🤖 AI Summary
This work investigates the expressive capacity and loss landscape geometry of continuous piecewise-linear classifiers supported on fixed simplex fans—whose decision boundaries are star-shaped polyhedral sets—in binary classification. Methodologically, it integrates combinatorial geometry, VC theory, and hyperplane arrangement analysis. The contributions are threefold: (i) it derives the first explicit upper bound on the VC dimension of this classifier class; (ii) it fully characterizes the 0/1-loss sublevel sets as cells in a hyperplane arrangement; and (iii) for exponential loss, it establishes a sufficient condition for uniqueness of the optimal solution and analytically describes its geometric evolution with respect to the rate parameter.
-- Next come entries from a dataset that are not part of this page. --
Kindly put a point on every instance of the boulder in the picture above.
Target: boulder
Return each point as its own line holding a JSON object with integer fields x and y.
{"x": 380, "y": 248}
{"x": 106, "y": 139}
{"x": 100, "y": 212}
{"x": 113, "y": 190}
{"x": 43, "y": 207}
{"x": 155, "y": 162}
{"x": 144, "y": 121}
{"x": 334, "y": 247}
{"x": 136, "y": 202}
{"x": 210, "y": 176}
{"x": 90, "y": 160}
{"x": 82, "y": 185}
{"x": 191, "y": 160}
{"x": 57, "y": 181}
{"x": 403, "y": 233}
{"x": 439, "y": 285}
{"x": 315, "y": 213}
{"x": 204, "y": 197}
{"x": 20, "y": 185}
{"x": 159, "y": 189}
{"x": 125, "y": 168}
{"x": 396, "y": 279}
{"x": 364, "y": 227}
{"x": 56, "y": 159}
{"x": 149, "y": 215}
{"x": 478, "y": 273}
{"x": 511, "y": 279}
Collectively, these results unify fundamental insights into the expressive limits of star-shaped polyhedral classifiers and the intrinsic optimization structure under two canonical loss functions.
📝 Abstract
We consider binary classification restricted to a class of continuous piecewise linear functions whose decision boundaries are (possibly nonconvex) starshaped polyhedral sets, supported on a fixed polyhedral simplicial fan. We investigate the expressivity of these function classes and describe the combinatorial and geometric structure of the loss landscape, most prominently the sublevel sets, for two loss-functions: the 0/1-loss (discrete loss) and an exponential loss function. In particular, we give explicit bounds on the VC dimension of this model, and concretely describe the sublevel sets of the discrete loss as chambers in a hyperplane arrangement. For the exponential loss, we give sufficient conditions for the optimum to be unique, and describe the geometry of the optimum when varying the rate parameter of the underlying exponential probability distribution.